The lack of women on corporate boards has been a hot topic in financial circles recently, especially after a debate in Europe last year over imposing quotas.

Now, Wall Street is offering a free-market approach to the issue.

A team within Morgan Stanley’s wealth management division is starting a new portfolio which seeks to invest in companies that have demonstrated a commitment to including women on their corporate boards. The strategy, known as the parity portfolio, is scheduled to get going on April 1.

In a report last summer, Credit Suisse’s research institute found that over a six-year period, companies with “at least some” women on their boards did better, in terms of share price, than those with none.

“It just seemed to make sense, given I’m a feminist and an investment adviser,” said Eve Ellis, a financial adviser with the Matterhorn Group at Morgan Stanley Wealth Management, who is running the strategy with her colleague Nikolay Djibankov. “I’m frustrated by the fact that there are so few women on boards.”

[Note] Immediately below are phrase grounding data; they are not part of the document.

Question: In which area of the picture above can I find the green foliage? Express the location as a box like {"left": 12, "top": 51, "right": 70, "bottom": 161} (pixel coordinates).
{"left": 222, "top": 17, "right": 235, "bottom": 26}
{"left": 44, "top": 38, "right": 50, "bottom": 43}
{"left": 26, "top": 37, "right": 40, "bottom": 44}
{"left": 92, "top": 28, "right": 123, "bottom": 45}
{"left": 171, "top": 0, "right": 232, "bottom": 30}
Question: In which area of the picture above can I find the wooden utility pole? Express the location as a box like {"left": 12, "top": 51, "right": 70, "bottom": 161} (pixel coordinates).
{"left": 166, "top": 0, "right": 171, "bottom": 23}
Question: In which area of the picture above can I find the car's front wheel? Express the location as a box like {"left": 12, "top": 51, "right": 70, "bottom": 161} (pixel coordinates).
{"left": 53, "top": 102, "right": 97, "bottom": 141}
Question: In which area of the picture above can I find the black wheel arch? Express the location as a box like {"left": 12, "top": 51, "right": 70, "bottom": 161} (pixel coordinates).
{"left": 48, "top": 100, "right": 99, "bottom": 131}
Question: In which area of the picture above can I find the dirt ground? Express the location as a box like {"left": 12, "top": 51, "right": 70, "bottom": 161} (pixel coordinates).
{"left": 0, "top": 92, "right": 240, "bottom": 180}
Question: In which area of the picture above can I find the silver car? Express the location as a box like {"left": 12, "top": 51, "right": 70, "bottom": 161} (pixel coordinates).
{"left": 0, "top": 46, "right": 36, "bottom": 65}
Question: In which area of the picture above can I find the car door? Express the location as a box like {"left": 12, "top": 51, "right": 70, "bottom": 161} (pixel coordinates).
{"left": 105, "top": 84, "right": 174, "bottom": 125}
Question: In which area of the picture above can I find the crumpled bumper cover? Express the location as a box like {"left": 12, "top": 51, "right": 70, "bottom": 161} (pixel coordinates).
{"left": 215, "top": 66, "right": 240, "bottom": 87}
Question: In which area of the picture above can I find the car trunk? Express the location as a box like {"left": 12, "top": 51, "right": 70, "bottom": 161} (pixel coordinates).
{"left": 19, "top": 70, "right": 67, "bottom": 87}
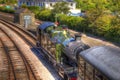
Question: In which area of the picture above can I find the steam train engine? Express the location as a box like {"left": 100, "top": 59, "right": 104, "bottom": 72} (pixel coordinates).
{"left": 36, "top": 22, "right": 89, "bottom": 80}
{"left": 62, "top": 34, "right": 90, "bottom": 66}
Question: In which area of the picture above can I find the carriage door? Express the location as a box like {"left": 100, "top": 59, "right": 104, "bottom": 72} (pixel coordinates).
{"left": 24, "top": 15, "right": 31, "bottom": 28}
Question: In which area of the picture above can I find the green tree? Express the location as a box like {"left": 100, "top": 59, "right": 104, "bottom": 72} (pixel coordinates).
{"left": 75, "top": 0, "right": 96, "bottom": 11}
{"left": 58, "top": 14, "right": 85, "bottom": 30}
{"left": 21, "top": 4, "right": 28, "bottom": 8}
{"left": 38, "top": 9, "right": 52, "bottom": 21}
{"left": 28, "top": 6, "right": 40, "bottom": 15}
{"left": 91, "top": 14, "right": 113, "bottom": 36}
{"left": 84, "top": 0, "right": 106, "bottom": 33}
{"left": 105, "top": 16, "right": 120, "bottom": 42}
{"left": 52, "top": 2, "right": 70, "bottom": 14}
{"left": 107, "top": 0, "right": 120, "bottom": 13}
{"left": 0, "top": 0, "right": 17, "bottom": 4}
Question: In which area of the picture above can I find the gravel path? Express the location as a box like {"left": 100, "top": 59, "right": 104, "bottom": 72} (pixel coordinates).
{"left": 69, "top": 29, "right": 120, "bottom": 48}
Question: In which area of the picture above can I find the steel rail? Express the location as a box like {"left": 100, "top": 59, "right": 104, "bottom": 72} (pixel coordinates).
{"left": 0, "top": 29, "right": 32, "bottom": 80}
{"left": 0, "top": 38, "right": 12, "bottom": 80}
{"left": 0, "top": 23, "right": 37, "bottom": 80}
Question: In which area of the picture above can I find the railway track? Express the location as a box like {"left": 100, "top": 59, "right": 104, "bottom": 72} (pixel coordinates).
{"left": 0, "top": 18, "right": 36, "bottom": 45}
{"left": 0, "top": 19, "right": 62, "bottom": 80}
{"left": 0, "top": 37, "right": 9, "bottom": 80}
{"left": 0, "top": 26, "right": 37, "bottom": 80}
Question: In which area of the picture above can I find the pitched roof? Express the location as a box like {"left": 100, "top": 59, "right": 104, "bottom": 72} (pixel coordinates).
{"left": 15, "top": 8, "right": 32, "bottom": 14}
{"left": 80, "top": 46, "right": 120, "bottom": 80}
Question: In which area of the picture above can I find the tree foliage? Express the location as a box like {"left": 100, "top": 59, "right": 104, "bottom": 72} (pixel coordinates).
{"left": 52, "top": 2, "right": 70, "bottom": 14}
{"left": 38, "top": 9, "right": 53, "bottom": 21}
{"left": 58, "top": 14, "right": 85, "bottom": 30}
{"left": 0, "top": 0, "right": 17, "bottom": 4}
{"left": 21, "top": 4, "right": 28, "bottom": 8}
{"left": 0, "top": 6, "right": 15, "bottom": 13}
{"left": 27, "top": 6, "right": 40, "bottom": 15}
{"left": 74, "top": 0, "right": 120, "bottom": 43}
{"left": 105, "top": 16, "right": 120, "bottom": 42}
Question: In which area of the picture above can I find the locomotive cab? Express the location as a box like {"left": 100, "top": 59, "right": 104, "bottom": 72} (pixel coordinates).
{"left": 36, "top": 22, "right": 72, "bottom": 63}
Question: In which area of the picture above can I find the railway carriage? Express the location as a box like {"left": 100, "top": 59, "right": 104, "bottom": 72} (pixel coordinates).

The strategy seeks to encourage companies to think deeply about the gender makeup of their boards. Only companies with at least three women board members will be included in the portfolio. The strategy, being marketed to individuals and institutions, requires a minimum investment of $250,000.

The portfolio is avoiding tobacco, firearms and oil companies, and it is overweighted in consumer discretionary and health care companies, according to Ms. Ellis. All of the companies in the portfolio are based in the United States.